Q. How consistent is Kenya's Constitution with the EAC Treaty?
A. I don't see the conflict between the two as they are both people centered. When it comes to the operational modalities of the application of provisions of the details of the Constitution and the treaty then there do appear to be variances. These variances are informed by the interpretations of individuals of various groups.  For instance the old debate of whether we should have read the budget on the same day as the others marked these differences. There is need for a lot of appreciation and understanding of our dynamic Constitution on how it plays in the international community.
 Q.  The President directed the Immigration ministry to waive work permit fees charged on the citizens of Uganda, Burundi and Tanzania has this directive taken effect?
 A. Yes, Kenya has waived the work permit fee for EAC citizens.
Q. Under the protocol, member states had up to the end of August to ratify laws that give effect to the Common Market. Has this happened?

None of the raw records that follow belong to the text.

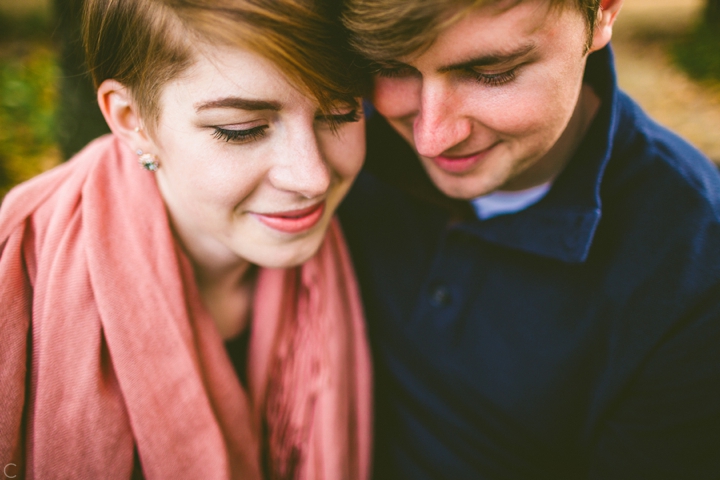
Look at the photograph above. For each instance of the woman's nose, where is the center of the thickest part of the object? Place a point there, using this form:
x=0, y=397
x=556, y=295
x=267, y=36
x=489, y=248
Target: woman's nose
x=302, y=169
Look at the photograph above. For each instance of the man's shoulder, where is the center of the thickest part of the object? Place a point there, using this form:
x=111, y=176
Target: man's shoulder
x=652, y=168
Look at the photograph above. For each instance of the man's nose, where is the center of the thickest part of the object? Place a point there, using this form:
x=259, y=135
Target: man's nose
x=439, y=124
x=302, y=170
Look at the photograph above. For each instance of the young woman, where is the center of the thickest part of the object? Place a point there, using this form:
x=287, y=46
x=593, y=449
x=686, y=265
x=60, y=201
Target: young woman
x=170, y=304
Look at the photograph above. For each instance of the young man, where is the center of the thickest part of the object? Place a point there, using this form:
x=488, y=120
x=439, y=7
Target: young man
x=543, y=295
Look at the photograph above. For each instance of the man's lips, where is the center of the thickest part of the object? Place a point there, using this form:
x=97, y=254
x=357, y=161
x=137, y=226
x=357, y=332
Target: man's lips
x=293, y=221
x=460, y=164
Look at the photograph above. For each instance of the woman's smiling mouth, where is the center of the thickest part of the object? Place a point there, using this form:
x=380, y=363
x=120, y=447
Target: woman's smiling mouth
x=293, y=221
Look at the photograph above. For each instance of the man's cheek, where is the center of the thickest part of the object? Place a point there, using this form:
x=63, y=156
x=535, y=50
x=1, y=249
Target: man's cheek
x=397, y=97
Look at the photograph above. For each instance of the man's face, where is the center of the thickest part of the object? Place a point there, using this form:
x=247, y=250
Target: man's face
x=486, y=105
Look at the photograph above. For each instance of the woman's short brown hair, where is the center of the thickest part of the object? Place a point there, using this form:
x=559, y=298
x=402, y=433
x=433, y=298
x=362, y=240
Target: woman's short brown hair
x=389, y=29
x=145, y=43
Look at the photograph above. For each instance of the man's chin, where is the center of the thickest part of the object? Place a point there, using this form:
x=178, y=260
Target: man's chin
x=464, y=187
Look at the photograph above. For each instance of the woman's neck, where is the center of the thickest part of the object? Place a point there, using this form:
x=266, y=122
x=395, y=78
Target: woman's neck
x=227, y=294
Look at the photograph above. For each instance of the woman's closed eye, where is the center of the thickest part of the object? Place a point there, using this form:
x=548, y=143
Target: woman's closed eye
x=240, y=135
x=341, y=118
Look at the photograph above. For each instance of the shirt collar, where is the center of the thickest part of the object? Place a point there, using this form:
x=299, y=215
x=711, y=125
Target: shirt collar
x=562, y=225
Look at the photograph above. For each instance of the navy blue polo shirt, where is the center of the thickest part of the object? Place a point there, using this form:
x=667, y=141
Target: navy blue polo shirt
x=578, y=338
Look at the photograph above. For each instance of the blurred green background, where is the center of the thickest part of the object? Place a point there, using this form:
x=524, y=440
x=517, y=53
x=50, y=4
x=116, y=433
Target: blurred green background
x=668, y=55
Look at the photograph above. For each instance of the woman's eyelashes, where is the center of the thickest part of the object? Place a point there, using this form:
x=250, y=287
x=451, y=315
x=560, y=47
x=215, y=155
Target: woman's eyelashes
x=248, y=135
x=341, y=118
x=240, y=136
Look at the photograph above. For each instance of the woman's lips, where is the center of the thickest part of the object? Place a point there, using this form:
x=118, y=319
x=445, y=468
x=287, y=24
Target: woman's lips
x=459, y=165
x=293, y=221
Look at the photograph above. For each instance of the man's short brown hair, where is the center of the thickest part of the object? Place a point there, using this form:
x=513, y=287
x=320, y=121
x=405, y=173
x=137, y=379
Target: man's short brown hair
x=390, y=29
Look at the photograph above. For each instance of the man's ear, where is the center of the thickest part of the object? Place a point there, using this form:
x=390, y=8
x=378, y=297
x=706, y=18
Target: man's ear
x=121, y=114
x=605, y=20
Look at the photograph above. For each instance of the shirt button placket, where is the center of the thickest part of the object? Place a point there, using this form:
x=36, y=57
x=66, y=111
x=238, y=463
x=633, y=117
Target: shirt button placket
x=440, y=296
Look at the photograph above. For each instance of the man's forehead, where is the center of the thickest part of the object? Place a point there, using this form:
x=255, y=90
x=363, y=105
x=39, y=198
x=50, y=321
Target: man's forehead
x=487, y=35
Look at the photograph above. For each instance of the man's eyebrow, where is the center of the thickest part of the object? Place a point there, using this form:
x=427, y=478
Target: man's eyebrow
x=239, y=103
x=490, y=59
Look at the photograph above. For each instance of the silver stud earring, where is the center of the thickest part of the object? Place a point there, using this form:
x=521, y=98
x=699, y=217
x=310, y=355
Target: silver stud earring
x=148, y=161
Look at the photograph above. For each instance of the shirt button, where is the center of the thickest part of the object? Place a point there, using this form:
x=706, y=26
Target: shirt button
x=440, y=296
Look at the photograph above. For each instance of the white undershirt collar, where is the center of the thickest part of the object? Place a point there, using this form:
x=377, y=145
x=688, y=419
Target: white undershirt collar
x=504, y=202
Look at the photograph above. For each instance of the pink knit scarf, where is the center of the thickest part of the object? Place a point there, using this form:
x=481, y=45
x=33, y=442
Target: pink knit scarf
x=107, y=350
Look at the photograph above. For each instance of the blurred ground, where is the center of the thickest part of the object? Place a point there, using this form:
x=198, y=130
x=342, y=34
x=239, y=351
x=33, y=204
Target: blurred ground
x=643, y=36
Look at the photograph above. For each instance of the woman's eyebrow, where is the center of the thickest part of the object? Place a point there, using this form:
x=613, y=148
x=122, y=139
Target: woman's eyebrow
x=239, y=103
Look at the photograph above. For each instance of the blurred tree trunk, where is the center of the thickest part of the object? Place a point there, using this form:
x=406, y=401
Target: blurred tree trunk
x=712, y=12
x=79, y=118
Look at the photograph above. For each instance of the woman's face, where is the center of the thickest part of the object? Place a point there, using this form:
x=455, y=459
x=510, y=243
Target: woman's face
x=249, y=167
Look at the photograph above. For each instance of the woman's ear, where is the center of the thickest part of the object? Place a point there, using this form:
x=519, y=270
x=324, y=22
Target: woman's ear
x=121, y=114
x=603, y=25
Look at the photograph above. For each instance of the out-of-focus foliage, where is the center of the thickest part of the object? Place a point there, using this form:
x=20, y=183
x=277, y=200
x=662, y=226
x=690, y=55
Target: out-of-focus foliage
x=28, y=95
x=698, y=53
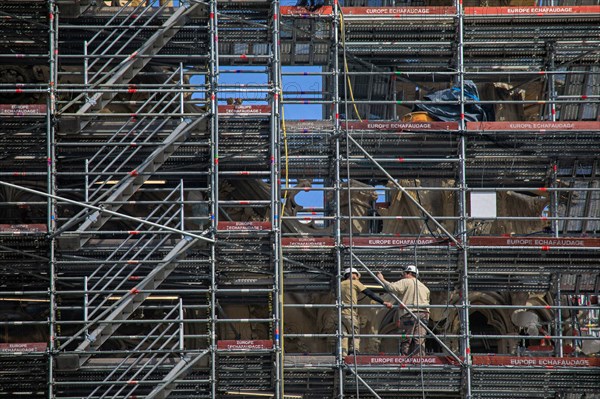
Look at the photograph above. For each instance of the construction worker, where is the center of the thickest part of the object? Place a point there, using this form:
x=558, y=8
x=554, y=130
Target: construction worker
x=414, y=295
x=351, y=287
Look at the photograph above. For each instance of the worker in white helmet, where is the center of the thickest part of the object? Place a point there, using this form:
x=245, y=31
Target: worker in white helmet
x=414, y=295
x=351, y=288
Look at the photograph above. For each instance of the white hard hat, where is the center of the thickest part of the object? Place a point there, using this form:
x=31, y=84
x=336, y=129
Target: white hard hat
x=351, y=270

A. Yes this has happened. But beyond the 27 pieces of legislation we have proceeded under the Rapid Results Initiative of this ministry to subject those pieces of legislation to what is considered an amendments bill that would make those pieces of legislation consistent with the Common Market protocol. We have also undertaken an audit of our Constitution vis a vis the Protocols and Acts of the EAC with a view to search for the way forward.

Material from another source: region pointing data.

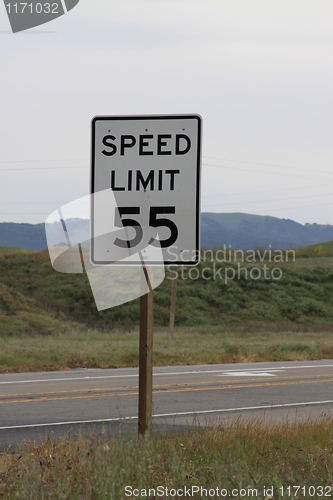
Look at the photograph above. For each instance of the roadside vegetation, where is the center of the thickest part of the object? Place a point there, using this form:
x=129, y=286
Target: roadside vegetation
x=241, y=457
x=49, y=320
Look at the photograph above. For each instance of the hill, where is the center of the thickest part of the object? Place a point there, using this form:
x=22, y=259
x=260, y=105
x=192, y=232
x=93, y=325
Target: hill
x=36, y=299
x=239, y=230
x=246, y=231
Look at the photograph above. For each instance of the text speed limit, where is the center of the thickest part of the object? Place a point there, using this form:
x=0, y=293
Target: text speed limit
x=151, y=167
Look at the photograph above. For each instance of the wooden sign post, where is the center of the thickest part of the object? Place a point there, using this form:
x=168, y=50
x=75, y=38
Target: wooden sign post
x=146, y=355
x=173, y=303
x=151, y=166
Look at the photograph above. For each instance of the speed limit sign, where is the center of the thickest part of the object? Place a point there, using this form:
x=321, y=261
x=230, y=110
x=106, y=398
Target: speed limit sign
x=151, y=166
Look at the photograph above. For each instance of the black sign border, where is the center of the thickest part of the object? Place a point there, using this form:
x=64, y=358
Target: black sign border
x=92, y=187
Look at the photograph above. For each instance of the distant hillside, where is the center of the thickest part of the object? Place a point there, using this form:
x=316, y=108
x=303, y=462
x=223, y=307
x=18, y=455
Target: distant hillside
x=245, y=231
x=240, y=231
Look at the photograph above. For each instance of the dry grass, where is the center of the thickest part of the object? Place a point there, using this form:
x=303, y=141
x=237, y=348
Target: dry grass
x=240, y=455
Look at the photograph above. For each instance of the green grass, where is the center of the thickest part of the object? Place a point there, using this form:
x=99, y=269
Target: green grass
x=319, y=250
x=49, y=320
x=303, y=295
x=242, y=456
x=94, y=349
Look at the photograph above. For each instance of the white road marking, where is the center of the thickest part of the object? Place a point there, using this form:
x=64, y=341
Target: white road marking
x=248, y=374
x=133, y=375
x=165, y=415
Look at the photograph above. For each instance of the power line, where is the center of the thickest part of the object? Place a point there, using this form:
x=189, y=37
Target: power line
x=44, y=161
x=266, y=164
x=279, y=174
x=266, y=191
x=38, y=168
x=292, y=208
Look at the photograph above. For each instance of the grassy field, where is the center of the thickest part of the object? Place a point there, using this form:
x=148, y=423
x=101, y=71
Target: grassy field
x=246, y=460
x=196, y=345
x=49, y=320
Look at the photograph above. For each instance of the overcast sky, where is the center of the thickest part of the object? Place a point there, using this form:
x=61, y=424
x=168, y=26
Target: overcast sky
x=259, y=72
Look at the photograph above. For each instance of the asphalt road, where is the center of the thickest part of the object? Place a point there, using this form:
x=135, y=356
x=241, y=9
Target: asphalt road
x=82, y=401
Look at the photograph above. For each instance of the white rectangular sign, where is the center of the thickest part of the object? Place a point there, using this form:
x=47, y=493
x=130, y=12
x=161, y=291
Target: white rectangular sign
x=151, y=166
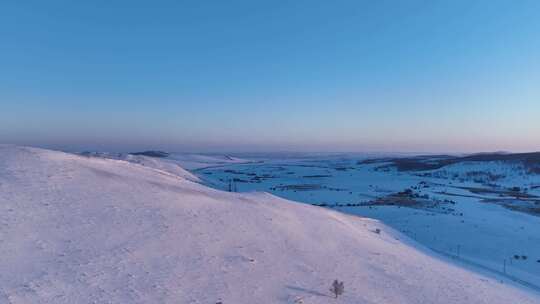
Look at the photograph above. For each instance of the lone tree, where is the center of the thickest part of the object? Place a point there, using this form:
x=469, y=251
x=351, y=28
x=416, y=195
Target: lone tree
x=337, y=288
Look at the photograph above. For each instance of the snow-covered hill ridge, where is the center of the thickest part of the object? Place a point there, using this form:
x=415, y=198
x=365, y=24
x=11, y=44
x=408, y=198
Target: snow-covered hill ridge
x=75, y=229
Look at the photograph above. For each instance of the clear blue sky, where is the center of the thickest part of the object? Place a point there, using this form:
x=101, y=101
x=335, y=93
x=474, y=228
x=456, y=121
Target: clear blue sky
x=425, y=76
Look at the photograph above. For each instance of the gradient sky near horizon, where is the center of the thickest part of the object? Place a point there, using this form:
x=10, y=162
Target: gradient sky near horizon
x=420, y=76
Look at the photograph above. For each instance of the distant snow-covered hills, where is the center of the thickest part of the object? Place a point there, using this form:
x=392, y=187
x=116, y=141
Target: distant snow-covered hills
x=79, y=229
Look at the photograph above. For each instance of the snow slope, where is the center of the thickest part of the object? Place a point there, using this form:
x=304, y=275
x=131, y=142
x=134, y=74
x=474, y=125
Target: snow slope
x=75, y=229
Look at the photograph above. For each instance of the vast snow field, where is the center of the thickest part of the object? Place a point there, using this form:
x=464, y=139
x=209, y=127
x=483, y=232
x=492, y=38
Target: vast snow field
x=459, y=222
x=79, y=229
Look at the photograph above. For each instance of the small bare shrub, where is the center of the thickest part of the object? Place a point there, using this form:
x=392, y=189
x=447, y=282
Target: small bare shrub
x=337, y=288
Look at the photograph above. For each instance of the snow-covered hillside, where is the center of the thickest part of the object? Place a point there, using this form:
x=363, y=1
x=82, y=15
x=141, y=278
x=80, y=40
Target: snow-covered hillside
x=77, y=229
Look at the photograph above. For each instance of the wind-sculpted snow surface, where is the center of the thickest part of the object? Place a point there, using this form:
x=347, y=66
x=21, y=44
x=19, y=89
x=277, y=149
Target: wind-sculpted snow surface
x=77, y=229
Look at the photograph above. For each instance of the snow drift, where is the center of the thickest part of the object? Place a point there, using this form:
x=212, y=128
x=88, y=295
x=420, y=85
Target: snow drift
x=77, y=229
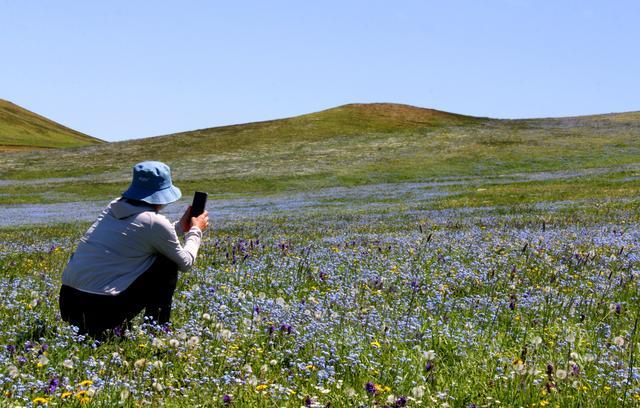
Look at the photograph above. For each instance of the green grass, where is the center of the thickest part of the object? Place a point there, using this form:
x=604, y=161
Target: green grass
x=21, y=129
x=345, y=146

Q. The EAC Heads of State have issued a directive that the East African Monetary Union should be in place by 2012. Where are we on the journey to the establishment of a single currency? And in view of the challenges we have had so far how feasible is the monetary union by 2012?

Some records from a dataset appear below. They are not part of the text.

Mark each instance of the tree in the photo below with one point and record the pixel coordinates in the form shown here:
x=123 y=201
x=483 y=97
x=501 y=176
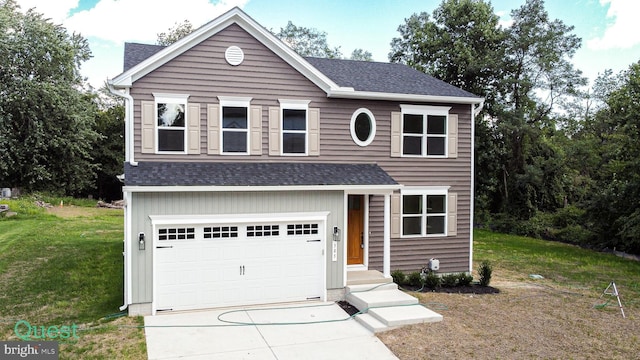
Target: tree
x=308 y=41
x=362 y=55
x=46 y=121
x=175 y=33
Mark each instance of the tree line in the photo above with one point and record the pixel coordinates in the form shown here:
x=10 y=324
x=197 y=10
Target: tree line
x=555 y=157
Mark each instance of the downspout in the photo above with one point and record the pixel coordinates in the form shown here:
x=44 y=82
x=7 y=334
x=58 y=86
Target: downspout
x=128 y=119
x=474 y=111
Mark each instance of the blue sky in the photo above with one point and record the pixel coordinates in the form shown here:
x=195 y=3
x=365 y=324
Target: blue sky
x=608 y=28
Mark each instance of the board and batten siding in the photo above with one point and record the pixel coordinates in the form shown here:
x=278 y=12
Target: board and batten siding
x=216 y=203
x=203 y=74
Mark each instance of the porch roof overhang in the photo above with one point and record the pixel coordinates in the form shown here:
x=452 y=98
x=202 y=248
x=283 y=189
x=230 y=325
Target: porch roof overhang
x=216 y=177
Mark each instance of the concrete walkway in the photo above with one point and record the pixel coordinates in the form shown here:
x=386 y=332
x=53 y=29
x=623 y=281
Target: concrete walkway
x=262 y=333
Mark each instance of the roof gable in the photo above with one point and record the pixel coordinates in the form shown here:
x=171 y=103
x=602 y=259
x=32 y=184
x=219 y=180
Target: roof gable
x=337 y=78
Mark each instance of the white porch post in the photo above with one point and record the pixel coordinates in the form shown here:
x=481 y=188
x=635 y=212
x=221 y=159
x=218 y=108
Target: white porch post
x=386 y=248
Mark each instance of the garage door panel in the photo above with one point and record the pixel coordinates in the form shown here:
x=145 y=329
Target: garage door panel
x=260 y=264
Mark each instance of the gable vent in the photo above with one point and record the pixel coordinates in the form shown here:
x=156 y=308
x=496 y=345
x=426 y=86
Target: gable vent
x=234 y=55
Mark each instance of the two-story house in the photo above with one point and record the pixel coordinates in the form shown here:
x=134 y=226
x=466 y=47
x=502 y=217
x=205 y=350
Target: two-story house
x=255 y=175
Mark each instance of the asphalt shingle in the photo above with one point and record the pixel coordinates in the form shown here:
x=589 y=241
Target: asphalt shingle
x=150 y=173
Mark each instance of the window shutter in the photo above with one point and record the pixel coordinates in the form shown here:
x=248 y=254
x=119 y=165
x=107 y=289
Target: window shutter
x=452 y=214
x=274 y=131
x=147 y=109
x=396 y=134
x=395 y=215
x=314 y=132
x=453 y=135
x=256 y=130
x=193 y=128
x=213 y=129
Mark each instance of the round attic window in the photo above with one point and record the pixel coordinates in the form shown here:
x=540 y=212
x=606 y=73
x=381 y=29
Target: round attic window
x=234 y=55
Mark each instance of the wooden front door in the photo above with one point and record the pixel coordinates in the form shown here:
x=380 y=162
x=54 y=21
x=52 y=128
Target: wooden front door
x=355 y=230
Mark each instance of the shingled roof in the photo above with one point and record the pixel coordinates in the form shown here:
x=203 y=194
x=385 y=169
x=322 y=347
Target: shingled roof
x=253 y=174
x=384 y=77
x=365 y=76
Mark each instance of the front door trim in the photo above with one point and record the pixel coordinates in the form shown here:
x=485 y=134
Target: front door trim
x=365 y=231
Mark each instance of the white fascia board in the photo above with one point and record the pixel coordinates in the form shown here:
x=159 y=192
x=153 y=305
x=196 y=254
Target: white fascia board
x=236 y=218
x=354 y=189
x=243 y=20
x=369 y=95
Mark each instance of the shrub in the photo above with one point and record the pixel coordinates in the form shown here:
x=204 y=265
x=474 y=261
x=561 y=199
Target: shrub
x=449 y=280
x=484 y=271
x=464 y=279
x=432 y=280
x=415 y=279
x=399 y=277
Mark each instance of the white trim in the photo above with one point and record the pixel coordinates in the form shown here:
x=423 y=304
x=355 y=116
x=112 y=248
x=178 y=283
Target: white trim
x=235 y=218
x=472 y=185
x=424 y=192
x=233 y=101
x=370 y=95
x=233 y=16
x=286 y=104
x=166 y=98
x=425 y=111
x=370 y=189
x=127 y=251
x=352 y=127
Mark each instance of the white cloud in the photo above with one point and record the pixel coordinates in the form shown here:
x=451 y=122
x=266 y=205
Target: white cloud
x=57 y=10
x=623 y=32
x=142 y=20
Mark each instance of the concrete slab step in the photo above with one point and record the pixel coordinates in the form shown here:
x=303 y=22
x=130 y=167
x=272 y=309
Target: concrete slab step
x=396 y=316
x=371 y=287
x=365 y=300
x=371 y=323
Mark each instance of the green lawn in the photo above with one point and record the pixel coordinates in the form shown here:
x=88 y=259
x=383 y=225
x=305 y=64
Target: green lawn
x=66 y=271
x=566 y=265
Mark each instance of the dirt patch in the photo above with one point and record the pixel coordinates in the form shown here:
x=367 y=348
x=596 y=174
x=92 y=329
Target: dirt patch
x=525 y=320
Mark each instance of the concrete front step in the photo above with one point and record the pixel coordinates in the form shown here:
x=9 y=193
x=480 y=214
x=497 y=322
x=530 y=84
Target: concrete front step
x=371 y=287
x=388 y=318
x=379 y=298
x=404 y=315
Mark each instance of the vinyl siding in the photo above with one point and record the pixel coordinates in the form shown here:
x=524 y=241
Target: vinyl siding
x=227 y=203
x=203 y=73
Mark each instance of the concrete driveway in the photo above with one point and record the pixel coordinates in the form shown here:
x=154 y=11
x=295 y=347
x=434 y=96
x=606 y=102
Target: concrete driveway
x=281 y=333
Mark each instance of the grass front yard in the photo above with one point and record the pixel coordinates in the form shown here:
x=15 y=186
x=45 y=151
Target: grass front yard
x=63 y=267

 A. If we are imagining having a single currency by then, the answer is no. If we are talking about having a policy framework that would lead us to negotiate on how to have a single currency or how to have a single Central Bank the answer is yes because the discussion is ongoing. The lesson that we have learnt from Europe and the rest of the world is that this is a process that you don't want to rush too much. You want to make sure that the earlier issues of the Common Market protocol, the Customs Union are functioning and that the trust level within institutions and Governments within the region is high enough. This is critical so that by the time you talk of a single currency you don't have problems. The high level taskforce involved in negotiations is shooting for 2012 but at the moment we cannot say what they will give or put on the table. I don't see a single currency in 2012.
 Q. Granted the EAC's promise of improved quality of life for the people of East Africa through increased competitiveness, value-added production, trade and investment is yet to be fully realized when do you think this will finally happen?
 A. It is difficult to determine that, but if you were to go by the measure that Kenya as a country is exporting more manufactured goods into the EAC region I would like to argue that on that basis Kenya is making inroads in terms of value addition and her competitiveness. The fact that the country generated 500,000 jobs, the majority of which came from the small and medium enterprises engaged in this value addition underscores this.